# Bears on Cedar Mtn/ Panguitch Lake



## RidgeRebel (Feb 1, 2012)

Anybody hunted bears on Panguitch lake unit? I just put in my bear app and may have the points to draw the summer baiting tag. I have hunted on the Panguitch lake unit some, but have not seen any bears. I know of a guy who killed one some years ago near Parowan canyon. I put in for the tag because I live close and it's the only unit I can scout at all and keep a bait full. I would love to hear or see any bear success on the unit. 

Thanks 
Bob


----------



## Fowlmouth (Oct 4, 2008)

If I were hunting that unit I would be talking to the Robb's from Paragonah. 
http://www.redcreekoutfitters.net/about.php


----------



## colorcountrygunner (Oct 6, 2009)

I know a got a buddy that hunts the Panguitch unit a lot (he actually used to post on here quite a bit) that knows where some good ones are. I'd have you PM him and get some info, but I think he is looking at cashing in his bear points and going after them this year so he probably wouldn't be real keen on sharing info. They are definitely out there though. Utah's bear population is on an upward trend. Do a bunch of research on baiting and what features to look for in a good bait site and if you play all your cards right there's a good chance you can make it happen. Good luck! My wife should draw the Manti-North summer tag this year and we are going to try our hand at baiting. I am beside myself with excitement!
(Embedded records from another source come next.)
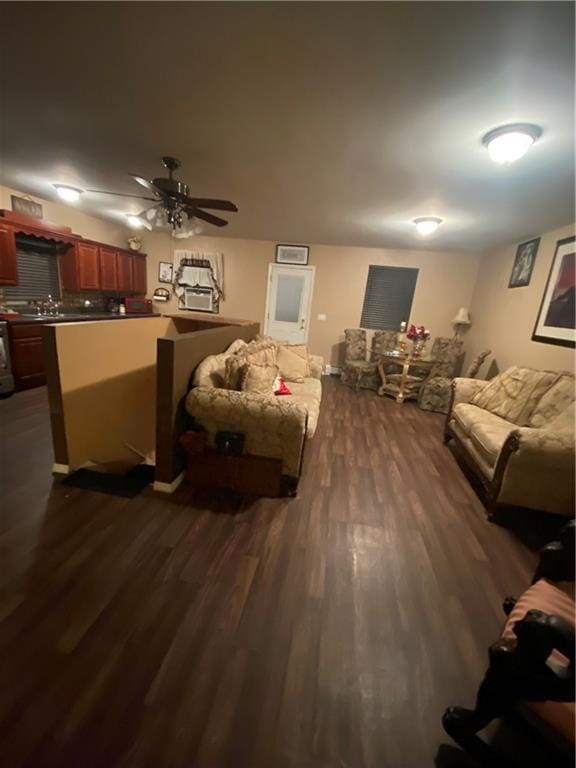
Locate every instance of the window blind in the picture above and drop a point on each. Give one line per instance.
(388, 297)
(37, 273)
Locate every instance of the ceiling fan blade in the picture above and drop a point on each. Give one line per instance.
(206, 217)
(143, 182)
(217, 205)
(121, 194)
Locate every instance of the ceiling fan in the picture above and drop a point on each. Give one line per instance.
(172, 204)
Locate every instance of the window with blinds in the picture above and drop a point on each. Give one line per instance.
(37, 272)
(388, 297)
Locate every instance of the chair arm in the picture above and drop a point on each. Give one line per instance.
(316, 366)
(274, 427)
(465, 389)
(537, 470)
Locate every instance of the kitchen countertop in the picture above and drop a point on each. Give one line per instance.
(76, 318)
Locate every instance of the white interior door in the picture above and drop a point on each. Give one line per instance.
(288, 302)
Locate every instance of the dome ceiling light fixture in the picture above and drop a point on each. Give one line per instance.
(67, 193)
(426, 225)
(509, 143)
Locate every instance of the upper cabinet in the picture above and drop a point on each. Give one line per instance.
(108, 269)
(8, 267)
(139, 282)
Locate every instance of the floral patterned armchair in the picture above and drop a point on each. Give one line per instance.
(437, 390)
(357, 371)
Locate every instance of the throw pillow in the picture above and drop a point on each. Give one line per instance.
(258, 378)
(514, 394)
(292, 366)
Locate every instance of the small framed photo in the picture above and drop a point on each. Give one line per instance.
(524, 263)
(556, 322)
(292, 254)
(165, 272)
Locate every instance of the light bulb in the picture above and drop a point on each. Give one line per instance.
(426, 225)
(69, 194)
(510, 142)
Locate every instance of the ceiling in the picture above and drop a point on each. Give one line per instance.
(324, 122)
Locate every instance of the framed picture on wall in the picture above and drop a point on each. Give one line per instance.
(165, 272)
(292, 254)
(524, 263)
(555, 323)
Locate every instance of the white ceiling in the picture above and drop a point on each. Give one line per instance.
(324, 122)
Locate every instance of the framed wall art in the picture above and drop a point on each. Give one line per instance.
(524, 263)
(165, 272)
(292, 254)
(556, 323)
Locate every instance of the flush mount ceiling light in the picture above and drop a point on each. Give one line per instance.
(510, 142)
(70, 194)
(426, 225)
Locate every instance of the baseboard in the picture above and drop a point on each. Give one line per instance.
(60, 469)
(168, 487)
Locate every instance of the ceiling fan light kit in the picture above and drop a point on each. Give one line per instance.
(173, 205)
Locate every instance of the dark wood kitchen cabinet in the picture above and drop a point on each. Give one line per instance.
(124, 271)
(27, 356)
(8, 266)
(108, 269)
(139, 282)
(80, 268)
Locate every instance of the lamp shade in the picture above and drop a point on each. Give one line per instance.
(462, 317)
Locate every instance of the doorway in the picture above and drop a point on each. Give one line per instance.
(289, 302)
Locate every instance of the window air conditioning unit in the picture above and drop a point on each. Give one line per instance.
(199, 299)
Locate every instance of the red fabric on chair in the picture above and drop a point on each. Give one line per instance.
(544, 596)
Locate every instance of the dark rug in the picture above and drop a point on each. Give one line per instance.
(127, 486)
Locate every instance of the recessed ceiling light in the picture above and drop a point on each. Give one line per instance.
(510, 142)
(70, 194)
(426, 225)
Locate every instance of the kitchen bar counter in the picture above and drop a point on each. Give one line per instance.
(75, 318)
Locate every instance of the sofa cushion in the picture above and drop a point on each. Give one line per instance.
(554, 401)
(544, 596)
(260, 353)
(258, 378)
(514, 394)
(293, 367)
(211, 371)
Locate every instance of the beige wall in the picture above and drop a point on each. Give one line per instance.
(503, 318)
(71, 216)
(445, 283)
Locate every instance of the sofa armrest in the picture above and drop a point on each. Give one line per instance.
(316, 366)
(274, 427)
(537, 470)
(465, 389)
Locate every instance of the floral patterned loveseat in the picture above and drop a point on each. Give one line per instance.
(273, 426)
(517, 433)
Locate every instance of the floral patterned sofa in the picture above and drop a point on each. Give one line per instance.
(516, 431)
(273, 426)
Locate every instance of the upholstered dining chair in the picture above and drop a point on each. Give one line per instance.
(445, 351)
(437, 389)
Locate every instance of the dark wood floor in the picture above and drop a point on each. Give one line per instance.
(330, 630)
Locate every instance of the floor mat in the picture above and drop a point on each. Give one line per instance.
(127, 486)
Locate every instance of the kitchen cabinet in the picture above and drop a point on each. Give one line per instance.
(139, 282)
(8, 266)
(107, 259)
(27, 356)
(88, 266)
(124, 271)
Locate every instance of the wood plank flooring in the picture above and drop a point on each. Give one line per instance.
(329, 630)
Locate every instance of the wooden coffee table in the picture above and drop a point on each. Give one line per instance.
(405, 362)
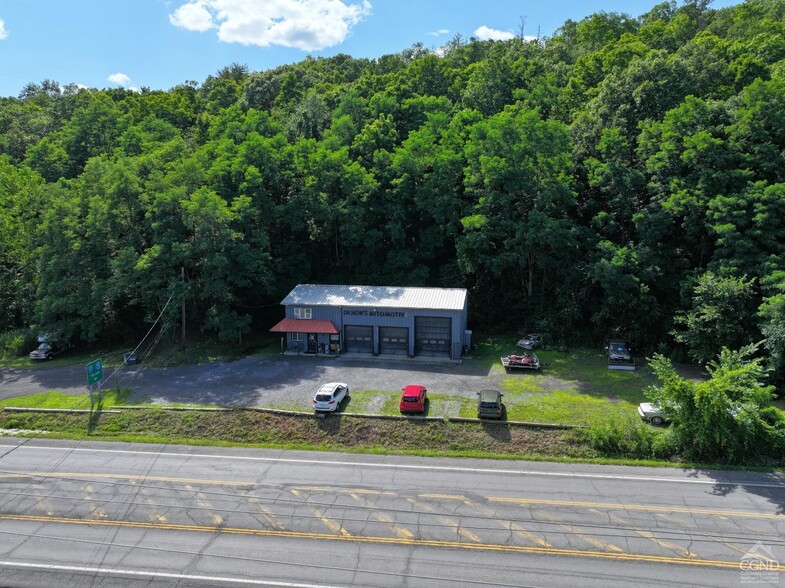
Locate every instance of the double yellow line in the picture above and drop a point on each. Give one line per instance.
(381, 540)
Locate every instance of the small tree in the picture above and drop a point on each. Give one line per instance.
(719, 316)
(725, 418)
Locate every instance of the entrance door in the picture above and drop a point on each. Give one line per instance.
(359, 339)
(394, 340)
(432, 336)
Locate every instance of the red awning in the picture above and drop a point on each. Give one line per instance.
(290, 325)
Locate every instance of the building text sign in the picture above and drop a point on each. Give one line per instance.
(374, 312)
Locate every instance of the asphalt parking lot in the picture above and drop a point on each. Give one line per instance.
(258, 380)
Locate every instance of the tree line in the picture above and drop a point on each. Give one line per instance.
(624, 176)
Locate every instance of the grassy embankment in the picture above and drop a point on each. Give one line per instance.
(574, 388)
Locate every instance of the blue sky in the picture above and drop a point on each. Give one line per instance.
(162, 43)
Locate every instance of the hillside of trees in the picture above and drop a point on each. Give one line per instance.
(626, 175)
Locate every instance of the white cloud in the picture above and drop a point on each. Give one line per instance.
(193, 17)
(120, 79)
(486, 34)
(309, 25)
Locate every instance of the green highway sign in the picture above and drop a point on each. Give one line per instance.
(95, 372)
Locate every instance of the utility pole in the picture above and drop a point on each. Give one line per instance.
(182, 277)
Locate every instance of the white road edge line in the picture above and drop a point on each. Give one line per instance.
(114, 571)
(312, 462)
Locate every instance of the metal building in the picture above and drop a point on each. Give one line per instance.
(376, 320)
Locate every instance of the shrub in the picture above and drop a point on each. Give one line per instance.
(630, 438)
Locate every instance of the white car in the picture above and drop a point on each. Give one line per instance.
(328, 398)
(651, 413)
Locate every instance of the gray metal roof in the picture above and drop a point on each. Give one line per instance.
(380, 296)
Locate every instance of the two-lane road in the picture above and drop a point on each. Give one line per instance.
(102, 514)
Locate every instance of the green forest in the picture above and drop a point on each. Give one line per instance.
(624, 176)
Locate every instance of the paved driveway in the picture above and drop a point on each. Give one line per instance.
(257, 381)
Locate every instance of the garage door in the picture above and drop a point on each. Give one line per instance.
(432, 335)
(359, 339)
(394, 340)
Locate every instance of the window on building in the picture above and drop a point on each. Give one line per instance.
(302, 312)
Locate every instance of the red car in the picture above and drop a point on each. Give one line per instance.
(413, 398)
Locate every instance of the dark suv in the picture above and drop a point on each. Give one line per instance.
(489, 404)
(47, 350)
(617, 351)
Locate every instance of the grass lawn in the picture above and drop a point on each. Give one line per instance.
(572, 387)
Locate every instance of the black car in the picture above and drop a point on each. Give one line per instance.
(47, 350)
(489, 404)
(617, 351)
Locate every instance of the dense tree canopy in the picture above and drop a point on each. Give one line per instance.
(625, 175)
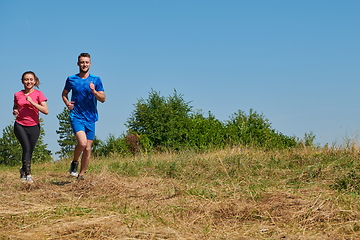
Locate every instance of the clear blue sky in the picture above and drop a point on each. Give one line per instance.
(297, 62)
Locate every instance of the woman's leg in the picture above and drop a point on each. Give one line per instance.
(27, 137)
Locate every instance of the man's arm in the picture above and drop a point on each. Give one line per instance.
(64, 96)
(100, 95)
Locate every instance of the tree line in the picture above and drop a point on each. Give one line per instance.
(161, 123)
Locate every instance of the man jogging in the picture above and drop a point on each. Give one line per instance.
(86, 89)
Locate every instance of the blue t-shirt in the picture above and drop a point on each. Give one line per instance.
(85, 106)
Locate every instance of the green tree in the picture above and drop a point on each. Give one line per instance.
(67, 140)
(164, 121)
(11, 151)
(206, 132)
(255, 129)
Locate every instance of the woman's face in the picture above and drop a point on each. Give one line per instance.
(29, 81)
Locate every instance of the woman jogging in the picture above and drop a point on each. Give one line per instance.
(27, 104)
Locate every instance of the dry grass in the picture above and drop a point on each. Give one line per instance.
(149, 205)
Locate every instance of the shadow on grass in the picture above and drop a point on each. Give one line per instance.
(61, 183)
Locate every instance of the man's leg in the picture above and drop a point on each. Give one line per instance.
(80, 147)
(85, 158)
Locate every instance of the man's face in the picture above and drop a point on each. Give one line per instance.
(84, 64)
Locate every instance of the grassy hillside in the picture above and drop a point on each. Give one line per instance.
(238, 193)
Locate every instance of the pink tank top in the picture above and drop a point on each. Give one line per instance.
(28, 114)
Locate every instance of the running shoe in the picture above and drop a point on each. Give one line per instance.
(73, 168)
(80, 177)
(29, 179)
(22, 175)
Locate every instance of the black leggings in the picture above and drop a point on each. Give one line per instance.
(27, 137)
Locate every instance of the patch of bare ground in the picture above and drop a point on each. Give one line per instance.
(109, 206)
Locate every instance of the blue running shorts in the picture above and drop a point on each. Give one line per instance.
(80, 125)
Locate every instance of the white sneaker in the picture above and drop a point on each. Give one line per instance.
(29, 179)
(73, 168)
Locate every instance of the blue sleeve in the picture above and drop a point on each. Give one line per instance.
(67, 85)
(98, 85)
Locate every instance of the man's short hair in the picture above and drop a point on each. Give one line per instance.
(83, 55)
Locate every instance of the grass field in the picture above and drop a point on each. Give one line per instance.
(237, 193)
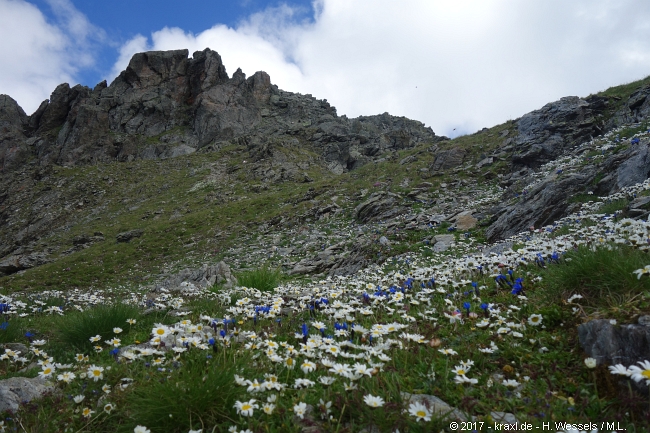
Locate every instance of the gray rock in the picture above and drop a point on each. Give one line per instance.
(205, 276)
(640, 202)
(485, 162)
(439, 247)
(127, 236)
(634, 169)
(379, 206)
(436, 405)
(504, 417)
(498, 248)
(447, 159)
(17, 347)
(610, 344)
(545, 134)
(446, 239)
(12, 264)
(17, 390)
(541, 206)
(465, 221)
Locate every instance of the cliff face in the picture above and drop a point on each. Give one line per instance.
(165, 104)
(70, 169)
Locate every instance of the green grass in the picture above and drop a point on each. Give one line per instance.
(263, 279)
(612, 206)
(75, 329)
(200, 395)
(603, 276)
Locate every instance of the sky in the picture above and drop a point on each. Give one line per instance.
(457, 66)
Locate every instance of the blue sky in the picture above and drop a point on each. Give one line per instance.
(123, 19)
(457, 66)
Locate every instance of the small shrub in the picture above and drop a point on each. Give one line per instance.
(76, 329)
(263, 279)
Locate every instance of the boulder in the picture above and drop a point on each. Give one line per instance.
(127, 236)
(447, 159)
(542, 205)
(17, 390)
(613, 344)
(436, 405)
(545, 134)
(465, 221)
(203, 277)
(379, 206)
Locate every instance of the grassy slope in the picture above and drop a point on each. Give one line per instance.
(213, 217)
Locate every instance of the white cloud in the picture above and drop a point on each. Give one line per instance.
(463, 64)
(38, 55)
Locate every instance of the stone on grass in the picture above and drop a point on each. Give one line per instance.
(17, 390)
(127, 236)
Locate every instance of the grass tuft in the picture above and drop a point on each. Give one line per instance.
(263, 279)
(202, 395)
(76, 329)
(602, 275)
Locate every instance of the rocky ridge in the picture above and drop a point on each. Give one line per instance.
(168, 107)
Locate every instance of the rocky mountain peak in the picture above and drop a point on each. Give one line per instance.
(166, 104)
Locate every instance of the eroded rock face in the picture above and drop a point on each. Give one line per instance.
(165, 104)
(380, 205)
(545, 134)
(613, 344)
(14, 150)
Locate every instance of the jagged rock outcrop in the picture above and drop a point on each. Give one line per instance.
(547, 133)
(165, 104)
(17, 390)
(205, 276)
(380, 205)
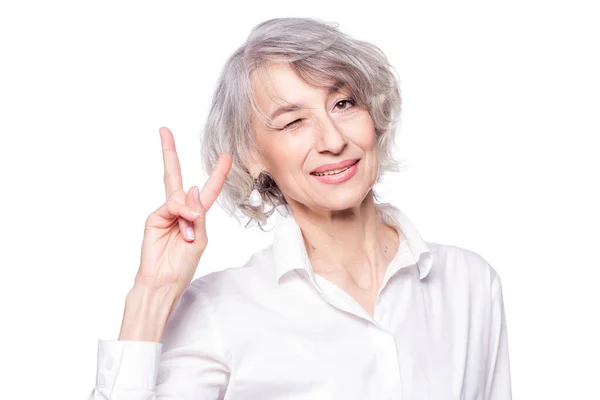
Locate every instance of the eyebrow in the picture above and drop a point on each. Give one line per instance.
(294, 107)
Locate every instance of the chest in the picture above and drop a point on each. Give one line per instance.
(324, 348)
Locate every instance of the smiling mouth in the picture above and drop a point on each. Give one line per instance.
(334, 171)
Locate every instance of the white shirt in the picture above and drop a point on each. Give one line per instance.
(273, 329)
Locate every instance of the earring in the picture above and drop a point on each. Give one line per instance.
(255, 199)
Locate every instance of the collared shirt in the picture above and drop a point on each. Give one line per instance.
(274, 329)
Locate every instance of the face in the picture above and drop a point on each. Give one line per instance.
(326, 128)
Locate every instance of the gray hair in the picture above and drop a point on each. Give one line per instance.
(318, 52)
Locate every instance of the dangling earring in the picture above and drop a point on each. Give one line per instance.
(255, 199)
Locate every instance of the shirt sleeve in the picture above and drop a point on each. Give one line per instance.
(189, 363)
(498, 382)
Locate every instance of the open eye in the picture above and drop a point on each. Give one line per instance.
(291, 124)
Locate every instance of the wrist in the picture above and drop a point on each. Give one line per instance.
(147, 310)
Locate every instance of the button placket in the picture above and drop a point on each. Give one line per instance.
(387, 357)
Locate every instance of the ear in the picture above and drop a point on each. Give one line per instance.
(256, 163)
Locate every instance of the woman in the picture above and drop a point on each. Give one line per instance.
(349, 302)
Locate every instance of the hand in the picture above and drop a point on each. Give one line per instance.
(175, 233)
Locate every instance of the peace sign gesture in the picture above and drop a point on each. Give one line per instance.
(175, 233)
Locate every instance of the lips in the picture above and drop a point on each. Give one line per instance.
(335, 166)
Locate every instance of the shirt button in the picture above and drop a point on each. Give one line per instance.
(109, 363)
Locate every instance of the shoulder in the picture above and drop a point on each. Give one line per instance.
(457, 265)
(241, 281)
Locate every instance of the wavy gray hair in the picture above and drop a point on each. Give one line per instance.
(319, 53)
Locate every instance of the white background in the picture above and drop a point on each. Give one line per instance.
(499, 138)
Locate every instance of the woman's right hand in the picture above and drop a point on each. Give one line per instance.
(175, 233)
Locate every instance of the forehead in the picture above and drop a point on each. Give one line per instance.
(278, 83)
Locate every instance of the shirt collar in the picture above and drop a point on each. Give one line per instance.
(290, 253)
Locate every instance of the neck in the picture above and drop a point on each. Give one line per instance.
(352, 243)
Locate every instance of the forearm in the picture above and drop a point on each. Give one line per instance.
(146, 312)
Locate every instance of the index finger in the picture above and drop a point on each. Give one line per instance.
(172, 177)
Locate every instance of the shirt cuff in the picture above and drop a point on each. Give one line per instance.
(124, 364)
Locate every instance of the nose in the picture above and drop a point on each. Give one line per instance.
(328, 136)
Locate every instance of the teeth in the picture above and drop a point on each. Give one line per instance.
(332, 172)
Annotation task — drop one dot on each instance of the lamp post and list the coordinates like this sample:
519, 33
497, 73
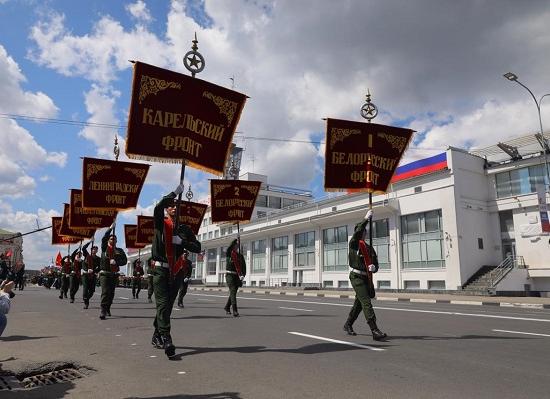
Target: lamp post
512, 77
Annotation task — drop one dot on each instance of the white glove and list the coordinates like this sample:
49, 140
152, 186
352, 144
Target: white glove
368, 216
179, 189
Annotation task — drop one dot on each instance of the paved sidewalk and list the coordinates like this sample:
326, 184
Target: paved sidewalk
523, 302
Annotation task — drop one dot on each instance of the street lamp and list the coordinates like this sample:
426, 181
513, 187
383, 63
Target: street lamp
512, 77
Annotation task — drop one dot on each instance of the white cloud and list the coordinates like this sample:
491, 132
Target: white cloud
139, 11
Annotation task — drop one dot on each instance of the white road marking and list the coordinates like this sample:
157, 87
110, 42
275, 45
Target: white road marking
337, 341
347, 305
303, 310
524, 333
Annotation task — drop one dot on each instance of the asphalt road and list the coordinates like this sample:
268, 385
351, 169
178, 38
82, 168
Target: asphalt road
280, 347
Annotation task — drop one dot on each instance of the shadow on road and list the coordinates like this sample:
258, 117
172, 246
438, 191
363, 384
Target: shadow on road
222, 395
21, 338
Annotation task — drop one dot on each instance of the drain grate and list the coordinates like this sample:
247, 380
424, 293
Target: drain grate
53, 377
9, 382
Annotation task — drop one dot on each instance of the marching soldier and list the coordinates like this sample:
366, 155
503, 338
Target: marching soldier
168, 245
112, 258
363, 262
150, 270
65, 273
187, 269
91, 267
234, 275
136, 279
76, 268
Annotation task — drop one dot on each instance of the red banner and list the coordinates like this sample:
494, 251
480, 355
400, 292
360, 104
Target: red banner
233, 200
59, 239
130, 235
362, 156
88, 218
145, 230
65, 230
191, 214
175, 117
111, 185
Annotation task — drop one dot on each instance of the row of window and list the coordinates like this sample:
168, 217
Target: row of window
421, 240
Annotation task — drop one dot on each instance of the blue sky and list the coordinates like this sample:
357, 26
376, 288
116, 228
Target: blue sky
435, 67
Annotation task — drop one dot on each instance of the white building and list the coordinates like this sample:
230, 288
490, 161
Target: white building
443, 220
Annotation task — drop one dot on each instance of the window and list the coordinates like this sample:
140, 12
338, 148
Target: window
412, 284
275, 202
304, 250
436, 284
520, 181
258, 257
261, 201
381, 242
211, 262
335, 249
223, 259
279, 255
384, 284
422, 240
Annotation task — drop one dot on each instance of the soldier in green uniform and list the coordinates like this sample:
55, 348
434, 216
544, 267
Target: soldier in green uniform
150, 270
64, 276
112, 258
136, 279
91, 267
76, 269
187, 269
168, 245
363, 262
234, 274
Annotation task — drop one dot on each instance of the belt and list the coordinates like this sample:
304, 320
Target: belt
360, 272
162, 264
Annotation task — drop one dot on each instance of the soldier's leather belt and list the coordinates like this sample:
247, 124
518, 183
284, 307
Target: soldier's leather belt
360, 272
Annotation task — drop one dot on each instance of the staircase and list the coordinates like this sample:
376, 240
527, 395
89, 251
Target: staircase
485, 280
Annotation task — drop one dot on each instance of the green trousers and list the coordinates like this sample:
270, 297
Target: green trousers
233, 283
88, 286
166, 291
362, 299
74, 285
108, 283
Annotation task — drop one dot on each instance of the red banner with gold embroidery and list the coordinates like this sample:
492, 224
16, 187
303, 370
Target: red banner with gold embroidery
233, 200
175, 117
58, 239
88, 218
130, 235
362, 156
145, 230
110, 184
191, 214
65, 230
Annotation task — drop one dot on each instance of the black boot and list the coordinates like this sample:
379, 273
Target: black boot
156, 340
348, 327
377, 335
169, 348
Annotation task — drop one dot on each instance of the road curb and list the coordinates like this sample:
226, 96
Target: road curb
389, 299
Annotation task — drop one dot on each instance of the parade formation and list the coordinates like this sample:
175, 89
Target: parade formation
180, 119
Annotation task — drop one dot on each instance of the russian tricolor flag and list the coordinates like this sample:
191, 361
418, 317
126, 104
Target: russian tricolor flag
420, 167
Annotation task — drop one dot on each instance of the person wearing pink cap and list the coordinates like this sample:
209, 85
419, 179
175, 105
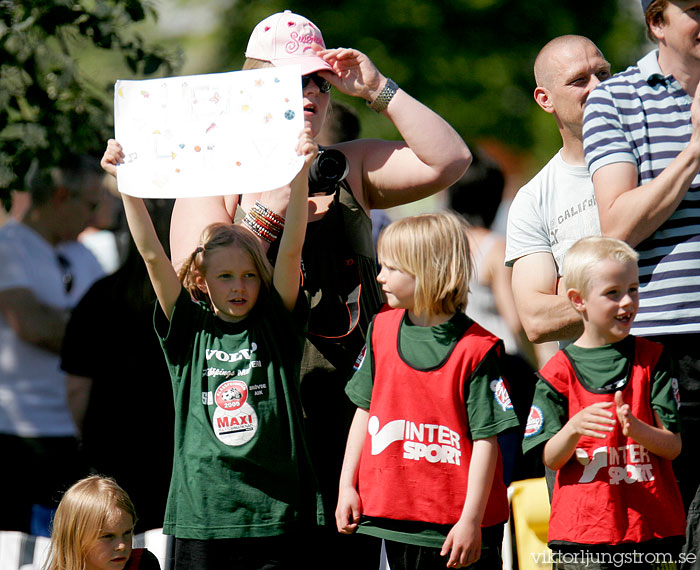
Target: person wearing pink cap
339, 263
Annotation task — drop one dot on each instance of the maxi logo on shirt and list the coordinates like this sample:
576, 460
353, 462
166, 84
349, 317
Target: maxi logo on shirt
235, 421
432, 442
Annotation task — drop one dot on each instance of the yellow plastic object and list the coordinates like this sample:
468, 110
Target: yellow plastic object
530, 506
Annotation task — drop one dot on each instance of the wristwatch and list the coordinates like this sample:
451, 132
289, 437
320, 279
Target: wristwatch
381, 102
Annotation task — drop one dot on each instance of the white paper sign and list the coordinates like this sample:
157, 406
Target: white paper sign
209, 135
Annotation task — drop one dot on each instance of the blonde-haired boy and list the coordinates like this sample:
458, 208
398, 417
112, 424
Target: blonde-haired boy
606, 410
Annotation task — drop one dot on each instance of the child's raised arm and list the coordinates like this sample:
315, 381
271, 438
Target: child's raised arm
591, 421
656, 439
288, 264
163, 277
349, 509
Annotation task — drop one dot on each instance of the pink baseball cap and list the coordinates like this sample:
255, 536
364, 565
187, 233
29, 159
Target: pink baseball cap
286, 38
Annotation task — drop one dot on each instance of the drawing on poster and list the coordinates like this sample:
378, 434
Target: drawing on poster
209, 135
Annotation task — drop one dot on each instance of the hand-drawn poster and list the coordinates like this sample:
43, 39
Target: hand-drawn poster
209, 135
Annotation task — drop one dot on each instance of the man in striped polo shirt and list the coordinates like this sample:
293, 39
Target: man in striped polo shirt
642, 143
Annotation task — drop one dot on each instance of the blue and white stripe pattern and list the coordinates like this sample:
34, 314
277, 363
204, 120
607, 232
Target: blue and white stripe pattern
643, 117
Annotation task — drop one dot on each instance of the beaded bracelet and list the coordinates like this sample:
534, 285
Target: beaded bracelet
268, 214
266, 222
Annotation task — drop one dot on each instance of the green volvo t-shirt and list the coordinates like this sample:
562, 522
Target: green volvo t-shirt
241, 466
600, 368
426, 347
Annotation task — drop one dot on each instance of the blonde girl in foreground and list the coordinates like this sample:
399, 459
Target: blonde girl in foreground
429, 392
93, 529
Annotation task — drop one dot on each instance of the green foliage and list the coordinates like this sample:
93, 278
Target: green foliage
49, 108
469, 60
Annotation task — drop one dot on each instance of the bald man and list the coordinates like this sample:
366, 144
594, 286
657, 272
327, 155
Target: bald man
557, 207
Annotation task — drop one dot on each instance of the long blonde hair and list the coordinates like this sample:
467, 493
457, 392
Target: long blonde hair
80, 517
223, 235
434, 249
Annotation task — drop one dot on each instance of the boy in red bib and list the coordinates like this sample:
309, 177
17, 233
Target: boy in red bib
607, 408
430, 395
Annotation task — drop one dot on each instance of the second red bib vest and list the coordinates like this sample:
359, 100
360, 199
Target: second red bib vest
415, 461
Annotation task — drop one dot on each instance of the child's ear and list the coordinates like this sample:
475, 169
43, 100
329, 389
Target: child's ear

Oh, and not to be the forum police or anything but this thread would be more suited for the "other kinds of animals" forum. The mods will probably move it there when they see this thread. Just letting you know.


----------



## kailey29us (May 26, 2011)

I have 6 points and will be putting in for this unit as well, we got video on a trail cam of a cool light colored bear last year.


----------



## RidgeRebel (Feb 1, 2012)

Finally drew this tag this year. I have spent a fair amount time on Panguitch lake looking for deer and elk, but have yet to run into a bear. I hear the bear population is growing on the unit. This is my first time hunting or baiting bears. Any tips on baiting or finding bears on Panguitch lake would be appreciated. I heard some guys have killed some great bears on the Zion side as well. Thanks fellas.


----------



## 2blade (Mar 26, 2018)

go to Redcreek Res and go across the dam, there is a trail from there that goes to the top of the ridge. In between halfway and the top there's been a couple hanging out the last couple years. I have a friend that has trail cam pics of em.


----------



## RidgeRebel (Feb 1, 2012)

Thanks 2blade, I have not hunted the North end at all, I will check that area out after the snow melts.


----------